We're talking plots he felt made no sense, poor characters, clunky dialogue,
and when he tried to improve these things he was told in no uncertain terms to
stop messing about and go back to what the publisher was paying him for.

The equivalent for a programmer would be to be told to code a website with
actively bad coding standards, no use of style sheets or code reuse, no
normalisation or referential integrity in the database and no error handling.
And every time you try to make something better, you get told to shut up and
do it the way you've been asked.

I don't know about you but that would make me hate the project.

------
adamokane
FWIW, I loved the Hardy Boys and I've turned into an avid reader... at least
for a 20 year old. The books are what they are, and if you're looking for any
sort of depth, you're unlikely to find it.

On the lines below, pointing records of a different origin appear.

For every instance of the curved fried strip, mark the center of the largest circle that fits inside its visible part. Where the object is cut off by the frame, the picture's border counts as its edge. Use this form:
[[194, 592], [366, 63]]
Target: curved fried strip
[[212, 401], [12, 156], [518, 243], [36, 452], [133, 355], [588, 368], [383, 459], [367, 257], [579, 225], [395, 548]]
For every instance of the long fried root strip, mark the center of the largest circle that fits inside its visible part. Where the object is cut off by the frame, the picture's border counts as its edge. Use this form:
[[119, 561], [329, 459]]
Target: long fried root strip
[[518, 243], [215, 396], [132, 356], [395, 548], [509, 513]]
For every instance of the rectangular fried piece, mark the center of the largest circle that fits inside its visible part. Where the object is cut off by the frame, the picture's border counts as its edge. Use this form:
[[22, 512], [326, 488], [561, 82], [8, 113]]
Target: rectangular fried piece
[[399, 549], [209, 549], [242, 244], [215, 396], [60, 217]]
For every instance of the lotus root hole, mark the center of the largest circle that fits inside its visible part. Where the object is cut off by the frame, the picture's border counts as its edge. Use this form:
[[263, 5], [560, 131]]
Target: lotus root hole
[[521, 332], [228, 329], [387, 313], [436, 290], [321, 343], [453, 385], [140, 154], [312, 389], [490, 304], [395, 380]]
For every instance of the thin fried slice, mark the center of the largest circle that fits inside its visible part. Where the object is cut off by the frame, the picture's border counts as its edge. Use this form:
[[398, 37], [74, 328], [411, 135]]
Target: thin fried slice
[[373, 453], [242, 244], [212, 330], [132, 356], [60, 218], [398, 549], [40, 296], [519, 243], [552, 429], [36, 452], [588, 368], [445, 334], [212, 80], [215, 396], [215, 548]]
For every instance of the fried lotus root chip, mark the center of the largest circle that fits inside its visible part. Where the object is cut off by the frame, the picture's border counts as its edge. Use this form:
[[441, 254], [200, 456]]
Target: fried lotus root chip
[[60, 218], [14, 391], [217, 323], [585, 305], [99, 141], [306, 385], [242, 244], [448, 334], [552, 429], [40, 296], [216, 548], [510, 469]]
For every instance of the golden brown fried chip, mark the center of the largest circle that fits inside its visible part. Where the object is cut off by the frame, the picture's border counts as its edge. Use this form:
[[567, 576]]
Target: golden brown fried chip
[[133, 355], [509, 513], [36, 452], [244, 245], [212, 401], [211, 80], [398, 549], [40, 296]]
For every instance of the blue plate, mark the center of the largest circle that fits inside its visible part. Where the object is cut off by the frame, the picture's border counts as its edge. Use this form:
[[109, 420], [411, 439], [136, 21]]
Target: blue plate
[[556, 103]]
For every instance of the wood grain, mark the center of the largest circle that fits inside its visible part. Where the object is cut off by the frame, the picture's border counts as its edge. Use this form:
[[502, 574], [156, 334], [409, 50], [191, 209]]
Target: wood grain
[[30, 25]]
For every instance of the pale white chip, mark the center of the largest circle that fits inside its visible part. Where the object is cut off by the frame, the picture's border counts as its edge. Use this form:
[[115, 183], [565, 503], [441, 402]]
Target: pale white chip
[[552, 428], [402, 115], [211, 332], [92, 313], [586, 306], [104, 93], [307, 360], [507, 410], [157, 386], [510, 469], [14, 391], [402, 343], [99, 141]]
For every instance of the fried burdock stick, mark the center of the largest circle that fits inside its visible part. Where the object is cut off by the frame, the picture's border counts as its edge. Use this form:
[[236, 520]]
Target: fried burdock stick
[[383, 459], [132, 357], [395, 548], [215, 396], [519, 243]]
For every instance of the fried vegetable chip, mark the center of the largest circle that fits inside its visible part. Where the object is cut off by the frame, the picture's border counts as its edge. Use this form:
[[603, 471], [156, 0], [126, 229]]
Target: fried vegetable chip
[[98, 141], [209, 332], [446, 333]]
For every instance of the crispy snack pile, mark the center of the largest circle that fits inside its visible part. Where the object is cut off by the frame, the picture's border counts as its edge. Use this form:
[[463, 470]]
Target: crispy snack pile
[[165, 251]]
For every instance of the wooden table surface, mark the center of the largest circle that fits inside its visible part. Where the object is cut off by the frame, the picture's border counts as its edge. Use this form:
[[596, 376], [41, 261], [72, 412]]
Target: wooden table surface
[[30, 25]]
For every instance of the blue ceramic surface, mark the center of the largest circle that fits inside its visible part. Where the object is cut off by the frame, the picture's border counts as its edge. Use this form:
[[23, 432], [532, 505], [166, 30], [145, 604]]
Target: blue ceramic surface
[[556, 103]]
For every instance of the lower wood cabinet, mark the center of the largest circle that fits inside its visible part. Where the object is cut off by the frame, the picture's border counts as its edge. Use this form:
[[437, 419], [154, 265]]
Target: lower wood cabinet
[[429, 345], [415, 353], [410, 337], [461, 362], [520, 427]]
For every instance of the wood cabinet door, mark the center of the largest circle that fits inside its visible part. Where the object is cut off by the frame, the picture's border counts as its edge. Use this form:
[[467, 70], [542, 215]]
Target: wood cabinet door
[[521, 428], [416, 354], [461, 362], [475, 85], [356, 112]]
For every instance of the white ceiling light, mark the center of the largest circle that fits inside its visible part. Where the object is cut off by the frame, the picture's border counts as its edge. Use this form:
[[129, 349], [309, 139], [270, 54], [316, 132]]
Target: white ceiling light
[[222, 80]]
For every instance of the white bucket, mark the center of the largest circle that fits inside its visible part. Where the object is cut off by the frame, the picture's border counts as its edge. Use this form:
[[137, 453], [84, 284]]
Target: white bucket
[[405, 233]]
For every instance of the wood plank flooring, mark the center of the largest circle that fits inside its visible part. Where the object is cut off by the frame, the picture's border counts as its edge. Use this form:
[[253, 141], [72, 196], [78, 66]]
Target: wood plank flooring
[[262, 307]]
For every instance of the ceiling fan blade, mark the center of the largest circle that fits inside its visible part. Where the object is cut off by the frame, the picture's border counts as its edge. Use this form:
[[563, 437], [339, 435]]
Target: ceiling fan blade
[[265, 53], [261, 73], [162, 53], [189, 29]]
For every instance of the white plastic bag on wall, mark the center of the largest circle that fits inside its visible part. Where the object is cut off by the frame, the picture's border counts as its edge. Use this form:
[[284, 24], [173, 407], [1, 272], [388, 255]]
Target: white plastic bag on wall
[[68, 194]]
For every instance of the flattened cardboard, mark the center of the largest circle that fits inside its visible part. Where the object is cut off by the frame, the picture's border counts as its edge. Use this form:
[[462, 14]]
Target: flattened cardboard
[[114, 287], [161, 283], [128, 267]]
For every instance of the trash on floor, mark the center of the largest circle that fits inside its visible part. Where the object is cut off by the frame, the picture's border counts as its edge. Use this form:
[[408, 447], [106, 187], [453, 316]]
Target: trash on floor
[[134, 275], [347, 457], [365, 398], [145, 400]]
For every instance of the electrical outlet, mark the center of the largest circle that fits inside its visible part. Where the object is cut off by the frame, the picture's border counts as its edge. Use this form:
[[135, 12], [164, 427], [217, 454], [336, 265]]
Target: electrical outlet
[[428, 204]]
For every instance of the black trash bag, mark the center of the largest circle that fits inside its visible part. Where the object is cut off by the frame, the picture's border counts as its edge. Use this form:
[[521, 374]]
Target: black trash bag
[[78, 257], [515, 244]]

I think the Hardy Boys books do two things well: 1.) sell 2.) get kids
interested in reading

No harm there...

------
dheerosaur
A really brilliant, moving post. It is extremely difficult to work on
something you despise. We don't get to know how many such artists had and will
have to work on uninteresting stuff and work with stupid, demanding people.
Having a family may increase the fear of failure and other apprehensions in
people who work for their daily survival. I have never read Hardy Boys in
childhood, as I am not a native speaker of English. But, I had definitely
enjoyed some juvenile books (boy-detective fiction etc.) written for kids.
Talented people often fall victims to such profit seeking organizations at the
expense of their art and craft. Lets wish we will not be pushed to such
extreme pains.

------
RyanMcGreal
I devoured Hardy Boys books between the ages of 8 and 12. I must have at least
50 blue hardback Hardy Boys books in my basement. I still remember the thrill
of saving up my weekly allowance until I had enough to walk to the local book
store and pick up the next volume.

Speaking of hackneyed writing, I laughed and cried while reading this essay.
It definitely became a part of me.

------
keeptrying
Wow. I used to love those books. I've always been wary of picking one up to
read because I was sure that it couldn't now match the high pedestal On which
they are perched in my memories.

------
julius_geezer
For those who like this sort of essay, may I recommend S.J. Perelman? His
"Cloudland Revisited" pieces, on the movies and books of his youth, are
splendid.